Stephen Graham Jones, “Chapter Six.” Tor.com, June 11, 2014.

This on the other hand felt old fashioned, the sort of bullshitty philosophy story an Asimov or Clarke could’ve written fifty-sixty years ago. Not a bad story, but somewhat dated. After the zombie apocalypse, the last grad student and his thesis advisor argue about the origins of human intelligence in light of the new data the apocalpyse offers.

Short SF Marathon Day 11: Pasi Ilmari Jääskeläinen, N. K. Jemisin, Xia Jia

Pasi Ilmari Jääskeläinen, “Where the Trains Turn.” Tor.com, November 19, 2014.

Because I didn’t really look at the link and skipped the introduction at Tor.com as it tends to spoil the stories being introduced, continuing a long introduction tradition, I only realised the author was Finnish when I got distracted by his slightly awkward English. Actually, if I’m completely honest, I first thought he was German, because the main character, the overtly strict, literal mother is such a German type, though apparantly her type is known in the Nordic countries as well (and indeed, over here in the Netherlands as well). She reminded me in fact of a certain poster to the rec.arts.sf.written.* newsgroups of a decade and a half ago, completely incapable of understanding anything that wasn’t flat, literal truth but still convinced she herself was completely logical and it was the rest of us that were ignorant and not making sense. It’s a type of person you don’t encounter quite as much in Anglosaxon countries, these being too romantic in nature to breed these people.
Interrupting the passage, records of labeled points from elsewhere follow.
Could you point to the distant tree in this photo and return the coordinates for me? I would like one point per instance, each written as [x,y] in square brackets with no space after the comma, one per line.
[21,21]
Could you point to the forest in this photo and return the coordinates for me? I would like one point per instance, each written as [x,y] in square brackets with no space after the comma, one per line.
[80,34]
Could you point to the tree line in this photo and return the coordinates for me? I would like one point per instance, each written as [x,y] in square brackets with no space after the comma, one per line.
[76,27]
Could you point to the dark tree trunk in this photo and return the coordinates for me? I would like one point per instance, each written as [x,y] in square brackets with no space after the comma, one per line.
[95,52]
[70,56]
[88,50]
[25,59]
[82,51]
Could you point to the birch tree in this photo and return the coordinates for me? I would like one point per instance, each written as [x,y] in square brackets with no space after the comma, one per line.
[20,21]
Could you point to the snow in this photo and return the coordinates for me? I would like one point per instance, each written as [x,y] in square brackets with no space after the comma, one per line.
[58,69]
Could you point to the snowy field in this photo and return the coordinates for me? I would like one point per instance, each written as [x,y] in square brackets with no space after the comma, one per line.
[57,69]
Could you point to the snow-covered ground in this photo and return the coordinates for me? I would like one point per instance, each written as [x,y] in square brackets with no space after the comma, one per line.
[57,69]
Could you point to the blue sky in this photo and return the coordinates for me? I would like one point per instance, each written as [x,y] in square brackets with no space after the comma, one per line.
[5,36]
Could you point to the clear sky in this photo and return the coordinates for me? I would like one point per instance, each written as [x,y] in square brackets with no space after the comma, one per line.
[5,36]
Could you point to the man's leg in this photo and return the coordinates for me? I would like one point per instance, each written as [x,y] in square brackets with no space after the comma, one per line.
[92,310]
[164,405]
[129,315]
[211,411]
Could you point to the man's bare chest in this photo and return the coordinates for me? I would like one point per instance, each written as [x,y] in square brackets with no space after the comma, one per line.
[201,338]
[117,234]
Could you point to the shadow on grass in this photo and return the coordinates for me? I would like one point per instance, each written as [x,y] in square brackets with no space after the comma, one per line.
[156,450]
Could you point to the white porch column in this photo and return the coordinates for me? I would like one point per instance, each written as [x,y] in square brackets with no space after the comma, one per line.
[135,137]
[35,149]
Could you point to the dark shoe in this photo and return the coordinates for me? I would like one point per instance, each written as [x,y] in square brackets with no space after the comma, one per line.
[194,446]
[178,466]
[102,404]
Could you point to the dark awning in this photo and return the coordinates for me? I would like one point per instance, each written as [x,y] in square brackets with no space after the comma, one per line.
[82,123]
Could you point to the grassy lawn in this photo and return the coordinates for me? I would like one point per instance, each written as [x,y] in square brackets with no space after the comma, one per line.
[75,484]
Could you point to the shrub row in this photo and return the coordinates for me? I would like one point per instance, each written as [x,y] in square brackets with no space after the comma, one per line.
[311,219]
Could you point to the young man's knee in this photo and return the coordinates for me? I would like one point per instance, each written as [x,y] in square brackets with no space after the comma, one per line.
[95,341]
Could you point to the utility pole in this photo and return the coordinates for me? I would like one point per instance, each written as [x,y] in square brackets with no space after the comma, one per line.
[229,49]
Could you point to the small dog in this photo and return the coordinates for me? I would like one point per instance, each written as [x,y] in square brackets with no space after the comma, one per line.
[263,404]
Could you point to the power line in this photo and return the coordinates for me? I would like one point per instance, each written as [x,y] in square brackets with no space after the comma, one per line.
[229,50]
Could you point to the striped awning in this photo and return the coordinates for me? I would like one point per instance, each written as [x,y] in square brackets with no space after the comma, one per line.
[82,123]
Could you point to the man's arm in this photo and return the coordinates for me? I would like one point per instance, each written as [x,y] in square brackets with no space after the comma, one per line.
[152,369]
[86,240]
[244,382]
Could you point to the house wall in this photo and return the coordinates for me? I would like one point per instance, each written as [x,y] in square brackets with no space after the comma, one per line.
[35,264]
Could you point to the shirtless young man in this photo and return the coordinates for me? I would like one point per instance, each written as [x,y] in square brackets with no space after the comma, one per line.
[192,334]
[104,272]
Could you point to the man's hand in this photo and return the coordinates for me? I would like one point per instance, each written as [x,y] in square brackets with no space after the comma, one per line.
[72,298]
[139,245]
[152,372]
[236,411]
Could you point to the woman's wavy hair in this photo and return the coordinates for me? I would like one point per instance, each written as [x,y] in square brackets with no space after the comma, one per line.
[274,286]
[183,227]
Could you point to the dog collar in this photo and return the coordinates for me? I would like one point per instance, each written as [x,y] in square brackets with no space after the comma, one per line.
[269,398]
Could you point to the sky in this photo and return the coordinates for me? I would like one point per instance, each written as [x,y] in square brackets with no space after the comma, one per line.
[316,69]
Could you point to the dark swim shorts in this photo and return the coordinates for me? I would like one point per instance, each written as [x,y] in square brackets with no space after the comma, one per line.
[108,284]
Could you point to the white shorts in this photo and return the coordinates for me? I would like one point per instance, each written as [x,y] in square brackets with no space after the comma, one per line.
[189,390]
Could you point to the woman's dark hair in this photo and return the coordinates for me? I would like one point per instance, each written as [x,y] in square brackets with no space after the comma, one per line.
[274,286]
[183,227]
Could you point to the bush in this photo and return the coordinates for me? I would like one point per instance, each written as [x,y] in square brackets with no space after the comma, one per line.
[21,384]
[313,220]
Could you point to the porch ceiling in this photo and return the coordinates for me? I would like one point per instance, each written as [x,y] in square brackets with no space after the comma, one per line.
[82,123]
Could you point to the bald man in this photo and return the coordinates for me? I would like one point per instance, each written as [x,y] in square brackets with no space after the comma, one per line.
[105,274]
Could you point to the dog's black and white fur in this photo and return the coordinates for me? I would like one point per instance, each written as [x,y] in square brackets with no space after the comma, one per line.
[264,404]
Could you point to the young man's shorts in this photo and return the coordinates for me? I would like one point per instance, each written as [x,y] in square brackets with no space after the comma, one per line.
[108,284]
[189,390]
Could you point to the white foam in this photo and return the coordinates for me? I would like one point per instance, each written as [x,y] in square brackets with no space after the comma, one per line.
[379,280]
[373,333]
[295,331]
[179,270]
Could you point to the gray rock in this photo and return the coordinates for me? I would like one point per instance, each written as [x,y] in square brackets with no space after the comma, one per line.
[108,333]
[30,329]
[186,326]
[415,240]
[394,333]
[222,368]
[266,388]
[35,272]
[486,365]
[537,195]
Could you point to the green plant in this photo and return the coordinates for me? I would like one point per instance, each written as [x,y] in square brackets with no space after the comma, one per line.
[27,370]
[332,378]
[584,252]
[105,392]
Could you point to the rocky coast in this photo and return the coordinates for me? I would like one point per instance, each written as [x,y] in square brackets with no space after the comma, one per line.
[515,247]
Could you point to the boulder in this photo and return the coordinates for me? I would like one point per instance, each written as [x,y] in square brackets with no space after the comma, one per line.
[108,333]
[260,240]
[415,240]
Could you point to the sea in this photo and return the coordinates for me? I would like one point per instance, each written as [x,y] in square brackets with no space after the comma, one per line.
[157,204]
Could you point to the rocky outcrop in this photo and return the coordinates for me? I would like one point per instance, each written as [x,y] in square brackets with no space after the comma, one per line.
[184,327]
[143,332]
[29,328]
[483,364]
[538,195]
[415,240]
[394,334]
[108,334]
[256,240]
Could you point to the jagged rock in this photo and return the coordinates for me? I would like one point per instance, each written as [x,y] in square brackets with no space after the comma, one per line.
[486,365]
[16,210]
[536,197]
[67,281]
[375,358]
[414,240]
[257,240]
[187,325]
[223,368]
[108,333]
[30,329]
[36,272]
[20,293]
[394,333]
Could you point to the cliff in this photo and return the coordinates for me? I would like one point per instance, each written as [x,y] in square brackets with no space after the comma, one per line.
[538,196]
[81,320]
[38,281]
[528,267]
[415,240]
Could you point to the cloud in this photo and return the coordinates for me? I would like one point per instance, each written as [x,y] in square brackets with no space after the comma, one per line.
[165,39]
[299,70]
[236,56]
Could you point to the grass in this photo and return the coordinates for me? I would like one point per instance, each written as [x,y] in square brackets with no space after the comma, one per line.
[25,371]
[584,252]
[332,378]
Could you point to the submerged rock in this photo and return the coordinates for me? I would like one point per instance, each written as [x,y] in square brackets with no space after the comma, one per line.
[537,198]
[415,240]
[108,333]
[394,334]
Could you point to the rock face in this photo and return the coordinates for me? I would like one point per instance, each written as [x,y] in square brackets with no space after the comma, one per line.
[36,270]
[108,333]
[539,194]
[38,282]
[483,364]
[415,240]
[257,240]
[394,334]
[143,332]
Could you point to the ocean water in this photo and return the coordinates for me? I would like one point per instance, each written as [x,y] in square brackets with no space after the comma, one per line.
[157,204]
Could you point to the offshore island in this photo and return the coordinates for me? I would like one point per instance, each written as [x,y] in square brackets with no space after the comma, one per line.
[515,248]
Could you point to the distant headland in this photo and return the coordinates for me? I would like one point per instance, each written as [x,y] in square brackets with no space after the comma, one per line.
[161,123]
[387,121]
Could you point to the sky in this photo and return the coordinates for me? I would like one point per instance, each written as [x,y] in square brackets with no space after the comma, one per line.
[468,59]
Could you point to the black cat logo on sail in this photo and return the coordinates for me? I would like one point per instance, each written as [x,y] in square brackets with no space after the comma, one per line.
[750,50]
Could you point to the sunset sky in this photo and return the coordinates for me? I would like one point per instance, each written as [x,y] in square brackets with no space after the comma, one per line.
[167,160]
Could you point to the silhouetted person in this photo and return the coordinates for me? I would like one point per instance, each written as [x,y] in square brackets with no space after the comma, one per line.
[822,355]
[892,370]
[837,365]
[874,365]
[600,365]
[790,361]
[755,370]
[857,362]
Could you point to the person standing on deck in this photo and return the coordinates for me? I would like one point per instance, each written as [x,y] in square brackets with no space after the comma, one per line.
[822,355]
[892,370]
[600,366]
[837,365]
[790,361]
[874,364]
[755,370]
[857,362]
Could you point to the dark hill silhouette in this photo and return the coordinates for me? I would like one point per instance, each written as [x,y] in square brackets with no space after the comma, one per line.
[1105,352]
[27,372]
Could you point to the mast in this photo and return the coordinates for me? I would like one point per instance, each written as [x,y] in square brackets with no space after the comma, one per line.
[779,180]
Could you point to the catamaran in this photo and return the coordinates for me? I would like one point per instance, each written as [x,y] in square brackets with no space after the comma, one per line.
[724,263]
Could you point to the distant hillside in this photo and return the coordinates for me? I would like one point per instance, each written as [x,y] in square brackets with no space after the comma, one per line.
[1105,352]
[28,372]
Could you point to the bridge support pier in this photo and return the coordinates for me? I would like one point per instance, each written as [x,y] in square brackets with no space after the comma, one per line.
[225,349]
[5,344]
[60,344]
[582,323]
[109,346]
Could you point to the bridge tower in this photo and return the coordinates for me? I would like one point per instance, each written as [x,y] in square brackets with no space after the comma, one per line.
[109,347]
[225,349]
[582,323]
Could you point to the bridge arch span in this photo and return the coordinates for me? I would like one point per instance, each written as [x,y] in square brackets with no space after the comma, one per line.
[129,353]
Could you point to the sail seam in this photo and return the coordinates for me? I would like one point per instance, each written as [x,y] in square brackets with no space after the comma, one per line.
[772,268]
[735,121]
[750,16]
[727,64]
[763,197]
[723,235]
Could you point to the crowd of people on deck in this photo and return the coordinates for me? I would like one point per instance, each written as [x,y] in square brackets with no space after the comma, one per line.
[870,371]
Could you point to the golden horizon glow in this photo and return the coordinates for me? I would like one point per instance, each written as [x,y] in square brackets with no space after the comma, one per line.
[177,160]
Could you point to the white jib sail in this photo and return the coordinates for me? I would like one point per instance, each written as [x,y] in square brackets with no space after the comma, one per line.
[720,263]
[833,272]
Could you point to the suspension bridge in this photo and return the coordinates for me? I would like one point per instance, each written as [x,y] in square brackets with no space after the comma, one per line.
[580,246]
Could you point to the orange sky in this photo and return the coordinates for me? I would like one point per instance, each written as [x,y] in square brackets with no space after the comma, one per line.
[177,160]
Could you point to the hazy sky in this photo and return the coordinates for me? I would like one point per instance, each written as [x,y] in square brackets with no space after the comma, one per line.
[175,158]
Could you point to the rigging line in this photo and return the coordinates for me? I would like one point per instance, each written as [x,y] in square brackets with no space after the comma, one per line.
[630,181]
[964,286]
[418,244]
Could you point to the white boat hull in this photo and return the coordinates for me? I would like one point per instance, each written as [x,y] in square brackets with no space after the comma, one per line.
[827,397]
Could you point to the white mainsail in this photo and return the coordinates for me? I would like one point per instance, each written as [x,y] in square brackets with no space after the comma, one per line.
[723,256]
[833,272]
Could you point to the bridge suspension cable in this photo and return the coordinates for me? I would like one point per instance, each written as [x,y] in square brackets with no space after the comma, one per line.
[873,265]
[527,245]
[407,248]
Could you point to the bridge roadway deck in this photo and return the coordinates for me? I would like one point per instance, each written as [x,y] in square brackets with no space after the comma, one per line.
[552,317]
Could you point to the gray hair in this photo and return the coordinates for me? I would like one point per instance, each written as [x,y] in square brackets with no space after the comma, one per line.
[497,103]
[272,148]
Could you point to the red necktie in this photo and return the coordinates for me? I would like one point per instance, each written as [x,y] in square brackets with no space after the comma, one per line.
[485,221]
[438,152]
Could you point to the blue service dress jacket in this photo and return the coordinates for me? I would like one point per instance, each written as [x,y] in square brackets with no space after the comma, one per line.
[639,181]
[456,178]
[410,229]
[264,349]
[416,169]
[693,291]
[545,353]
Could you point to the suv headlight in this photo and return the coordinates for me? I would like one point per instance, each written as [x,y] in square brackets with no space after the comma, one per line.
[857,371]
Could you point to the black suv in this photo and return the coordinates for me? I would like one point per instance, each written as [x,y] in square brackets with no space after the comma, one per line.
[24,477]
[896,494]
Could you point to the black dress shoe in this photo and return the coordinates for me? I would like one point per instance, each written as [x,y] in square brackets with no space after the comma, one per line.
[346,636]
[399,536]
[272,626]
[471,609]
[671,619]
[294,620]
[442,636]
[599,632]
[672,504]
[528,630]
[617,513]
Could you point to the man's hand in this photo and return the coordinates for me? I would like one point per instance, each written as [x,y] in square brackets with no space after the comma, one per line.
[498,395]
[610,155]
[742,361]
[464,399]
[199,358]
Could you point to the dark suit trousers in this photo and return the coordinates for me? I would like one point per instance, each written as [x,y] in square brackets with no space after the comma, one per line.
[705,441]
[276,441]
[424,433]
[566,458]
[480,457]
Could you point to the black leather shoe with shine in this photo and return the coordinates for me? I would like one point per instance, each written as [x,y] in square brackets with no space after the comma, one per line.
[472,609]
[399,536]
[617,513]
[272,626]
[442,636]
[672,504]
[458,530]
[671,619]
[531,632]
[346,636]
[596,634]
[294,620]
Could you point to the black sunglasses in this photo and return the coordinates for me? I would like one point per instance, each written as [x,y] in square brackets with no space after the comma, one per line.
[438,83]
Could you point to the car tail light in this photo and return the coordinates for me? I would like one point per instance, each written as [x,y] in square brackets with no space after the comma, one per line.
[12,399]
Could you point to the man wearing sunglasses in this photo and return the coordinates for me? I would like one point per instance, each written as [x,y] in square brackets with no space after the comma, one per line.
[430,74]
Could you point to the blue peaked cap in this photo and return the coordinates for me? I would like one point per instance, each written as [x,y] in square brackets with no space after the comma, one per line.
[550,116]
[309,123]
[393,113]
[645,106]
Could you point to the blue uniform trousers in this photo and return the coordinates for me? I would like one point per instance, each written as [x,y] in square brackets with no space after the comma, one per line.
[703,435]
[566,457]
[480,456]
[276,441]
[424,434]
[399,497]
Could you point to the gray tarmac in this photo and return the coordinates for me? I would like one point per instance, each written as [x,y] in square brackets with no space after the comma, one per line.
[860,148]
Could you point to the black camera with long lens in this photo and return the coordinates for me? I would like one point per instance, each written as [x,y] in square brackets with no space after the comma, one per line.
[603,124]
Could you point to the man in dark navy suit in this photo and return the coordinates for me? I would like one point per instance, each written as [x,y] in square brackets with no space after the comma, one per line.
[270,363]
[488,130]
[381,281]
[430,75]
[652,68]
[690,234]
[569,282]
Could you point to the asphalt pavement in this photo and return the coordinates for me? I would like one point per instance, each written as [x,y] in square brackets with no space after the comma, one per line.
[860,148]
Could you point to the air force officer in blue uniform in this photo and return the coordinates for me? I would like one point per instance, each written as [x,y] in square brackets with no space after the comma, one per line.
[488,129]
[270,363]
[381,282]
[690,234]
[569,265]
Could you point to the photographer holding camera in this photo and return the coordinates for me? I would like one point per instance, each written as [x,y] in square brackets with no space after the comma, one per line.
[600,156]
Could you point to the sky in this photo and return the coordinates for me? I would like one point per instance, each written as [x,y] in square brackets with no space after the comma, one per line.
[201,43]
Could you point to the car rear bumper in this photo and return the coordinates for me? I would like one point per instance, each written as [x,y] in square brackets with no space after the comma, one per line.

The slightly clumsy translation by Liisa Rantalaiho (especially compared to the Xia Jia story below) both hinders and helps the story. It helps because it’s just alien enough to “proper” English to showcase that this isn’t set in the familiar UK or US, hinders because it makes for awkward reading at the start.

I’m not sure what I thought about the story as a story: it felt overtly long to me, but again, that may have been the English as well. In one way this is based on the similar conceit as Jo Walton’s novel My Real Children, as the protagonist remembers her son who never existed; in another this is a horror fantasy stories about trains and the idea that some trains can leave their tracks and are hungry to kill. The mixture of the two didn’t quite hold together for me, but the second half of the story was better than the first.

N. K. Jemisin, “Stone Hunger.” Clarkesworld, July 2014.

A short fantasy story about a girl in a post-apocalyptic world, who can eat energy, all sorts of energy, who is on the trail of a man who can do the same and by doing so killed her city. A story of revenge and survival and perhaps moving beyond it. Some interesting ideas here, a neat setting that I’d be curious to see Jemisin do more with.

Xia Jia, “Spring Festival: Happiness, Anger, Love, Sorrow, Joy.” Translated by Ken Liu. Clarkesworld, September 2014.

It’s interesting to read this translated story after the previous one. Here, if you hadn’t been told this was a translation, you’d be hard pressed to notice. Is this because Ken Liu is Chinese-American, at home in both languages and cultures to an extent Liisa Rantalaiho isn’t, or did the latter make a deliberate choice in translating the way she did?

In any case, what you have here are five vignettes centered around Spring Festival or Chinese New Year, slice of life stories about family, all revolving around the ways technology interfaces or intrudes into our social lives. It’s neither celebratory nor condemning, which is rare in science fiction.